Pada tahun 1928, Popper meraih gelar Doktor dengan judul disertasi: Masalah Psikologi dalam Psikologi Pemikiran. Popper merasa tidak puas dengan disertasinya dan memilih untuk mempelajari bidang epistemologi yang dipusatkan pada pengembangan teori ilmu pengetahuan. Usahanya ini semakin intensif ketika ia berjumpa dengan positivisme logis dari lingkaran Wina. Popper bukan termasuk dalam lingkaran Wina, sebab dia merupakan kritikus paling tajam terhadap gagasan-gagasan lingkaran Wina. Popper yang berdarah Yahudi, harus meninggalkan tempat kelahirannya sebab pada waktu itu Jerman di bawa penguasanya Hitler telah menduduki tempat itu. Popper pindah ke Selandia Baru dan mengajar di Universitas Christchurch. Ia pun tidak menetap di sana, sebab pada tahun1945, ia pindah ke Inggris dan mengajar di London School of Economics. Popper menginggal dunia pada tanggal 17 September 1994 di London Selatan akhibat penyakit jantung.  Adapun beberapa karya tulisnya yang terbesar antara lain sebagai berikut: The Poverty of Historicism (1945); The Logic of Scientific Discovery (1959); Conjectures and Refutations: The Growt of  Scientific Knowledge (1963).
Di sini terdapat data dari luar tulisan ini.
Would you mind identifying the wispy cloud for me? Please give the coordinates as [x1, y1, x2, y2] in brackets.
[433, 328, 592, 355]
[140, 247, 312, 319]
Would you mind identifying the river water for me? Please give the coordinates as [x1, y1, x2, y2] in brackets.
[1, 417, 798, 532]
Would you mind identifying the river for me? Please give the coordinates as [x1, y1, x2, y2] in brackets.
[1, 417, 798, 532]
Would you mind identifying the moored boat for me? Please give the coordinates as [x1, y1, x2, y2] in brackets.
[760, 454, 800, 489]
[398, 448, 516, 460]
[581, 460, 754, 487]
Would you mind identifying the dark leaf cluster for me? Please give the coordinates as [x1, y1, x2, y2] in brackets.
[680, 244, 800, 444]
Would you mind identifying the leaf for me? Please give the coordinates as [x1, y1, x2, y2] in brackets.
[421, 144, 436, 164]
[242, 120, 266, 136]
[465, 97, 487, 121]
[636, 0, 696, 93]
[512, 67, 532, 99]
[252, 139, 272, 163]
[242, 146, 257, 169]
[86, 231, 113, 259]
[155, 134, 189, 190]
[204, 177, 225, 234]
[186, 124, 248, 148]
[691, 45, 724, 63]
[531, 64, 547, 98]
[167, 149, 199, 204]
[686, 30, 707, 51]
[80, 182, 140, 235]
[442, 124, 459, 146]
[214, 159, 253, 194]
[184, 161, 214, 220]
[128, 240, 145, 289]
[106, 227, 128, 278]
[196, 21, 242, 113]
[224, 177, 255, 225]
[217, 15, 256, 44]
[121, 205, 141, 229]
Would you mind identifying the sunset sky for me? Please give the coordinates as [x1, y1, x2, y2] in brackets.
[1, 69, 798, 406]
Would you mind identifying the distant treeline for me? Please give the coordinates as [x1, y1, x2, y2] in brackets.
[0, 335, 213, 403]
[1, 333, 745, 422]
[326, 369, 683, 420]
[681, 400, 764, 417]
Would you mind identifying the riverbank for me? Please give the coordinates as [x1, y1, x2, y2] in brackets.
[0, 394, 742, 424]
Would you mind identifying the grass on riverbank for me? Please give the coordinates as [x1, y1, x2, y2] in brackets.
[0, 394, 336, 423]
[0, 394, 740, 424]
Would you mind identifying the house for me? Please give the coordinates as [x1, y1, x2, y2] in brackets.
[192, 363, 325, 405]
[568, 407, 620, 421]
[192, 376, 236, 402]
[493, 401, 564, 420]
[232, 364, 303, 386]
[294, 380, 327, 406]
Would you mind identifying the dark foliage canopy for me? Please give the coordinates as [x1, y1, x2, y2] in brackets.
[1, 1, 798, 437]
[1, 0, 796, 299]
B. Aliran-Aliran dalam Filsafat Ilmu
Filsafat Ilmu Pengetahuan yang kita kenal sekarang memiliki sejarahnya sendiri yang terus mengalami perkembangan, didalamnya memperlihatkan adanya perkembangan pemikiran yang sangat dinamis. C.V. Van Peursen, Kenneth Gallagher, dan C. Verhaak mengakui adanya tahap-tahap dalam perkembangan ilmu pengetahuan dan setiap tahap memiliki aliran atau kerangka berpikirnya sendiri, pada umumnya merupakan koreksi dan atau penyempurnaan dari tahap sebelumnya. Secara garis besar dan kronologis, perkembangan aliran dalam filsafat ilmu pengetahuan dapat dibagi kedalam empat aliran, yaitu; 1) Rasionalisme, 2) Empirisme dan Positivisme, 3) Rasionalisme Kritis, dan 4) Kontruktivisme.
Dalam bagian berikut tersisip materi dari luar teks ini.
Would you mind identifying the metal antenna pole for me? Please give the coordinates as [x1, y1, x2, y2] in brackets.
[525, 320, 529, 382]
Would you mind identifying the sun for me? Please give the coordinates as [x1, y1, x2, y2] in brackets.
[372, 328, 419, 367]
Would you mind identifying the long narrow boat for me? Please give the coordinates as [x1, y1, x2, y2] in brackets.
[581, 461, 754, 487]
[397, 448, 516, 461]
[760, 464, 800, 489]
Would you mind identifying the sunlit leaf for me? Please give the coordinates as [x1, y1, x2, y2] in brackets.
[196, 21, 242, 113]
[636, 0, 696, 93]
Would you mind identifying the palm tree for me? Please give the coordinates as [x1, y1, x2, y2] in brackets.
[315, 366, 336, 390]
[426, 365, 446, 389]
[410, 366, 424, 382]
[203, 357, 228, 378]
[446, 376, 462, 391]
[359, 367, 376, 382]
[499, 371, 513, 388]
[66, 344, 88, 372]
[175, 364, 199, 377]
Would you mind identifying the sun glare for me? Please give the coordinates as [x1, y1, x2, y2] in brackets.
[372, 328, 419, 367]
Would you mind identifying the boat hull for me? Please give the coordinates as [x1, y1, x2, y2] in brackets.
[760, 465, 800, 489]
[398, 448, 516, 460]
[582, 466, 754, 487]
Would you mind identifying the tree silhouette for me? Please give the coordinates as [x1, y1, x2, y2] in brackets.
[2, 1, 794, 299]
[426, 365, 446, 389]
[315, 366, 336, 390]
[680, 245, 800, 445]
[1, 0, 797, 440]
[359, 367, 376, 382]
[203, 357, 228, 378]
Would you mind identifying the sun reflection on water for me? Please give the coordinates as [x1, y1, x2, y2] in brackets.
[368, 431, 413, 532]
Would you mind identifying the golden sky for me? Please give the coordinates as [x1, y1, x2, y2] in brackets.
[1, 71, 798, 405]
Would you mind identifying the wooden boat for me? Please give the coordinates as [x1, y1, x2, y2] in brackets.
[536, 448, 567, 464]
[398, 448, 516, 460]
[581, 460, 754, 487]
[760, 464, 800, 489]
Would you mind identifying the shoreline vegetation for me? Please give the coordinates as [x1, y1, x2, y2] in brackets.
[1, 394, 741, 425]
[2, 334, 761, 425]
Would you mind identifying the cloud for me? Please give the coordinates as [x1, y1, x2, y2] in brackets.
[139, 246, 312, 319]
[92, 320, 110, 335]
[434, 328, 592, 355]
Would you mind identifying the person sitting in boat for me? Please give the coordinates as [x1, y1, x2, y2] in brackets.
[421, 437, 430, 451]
Pertama, pandangan aliran rasionalisme menekankan bahwa ilmu pengetahuan sering dipertautkan dengan akal. Dalam arti sempit, rasionalisme berarti anggapan mengenai teori pengetahuan yang menekankan akal dan atau ratio, untuk membentuk pengetahuan. Ini berarti bahwa sumbangan akal lebih besar dari pada sumbangan sumbangan indera. Mengenai ilmu diketengahkan oleh rasionalisme bahwa mustahillah membentuk ilmu hanya berdasarkan fakta, data empiris, atau pengamatan.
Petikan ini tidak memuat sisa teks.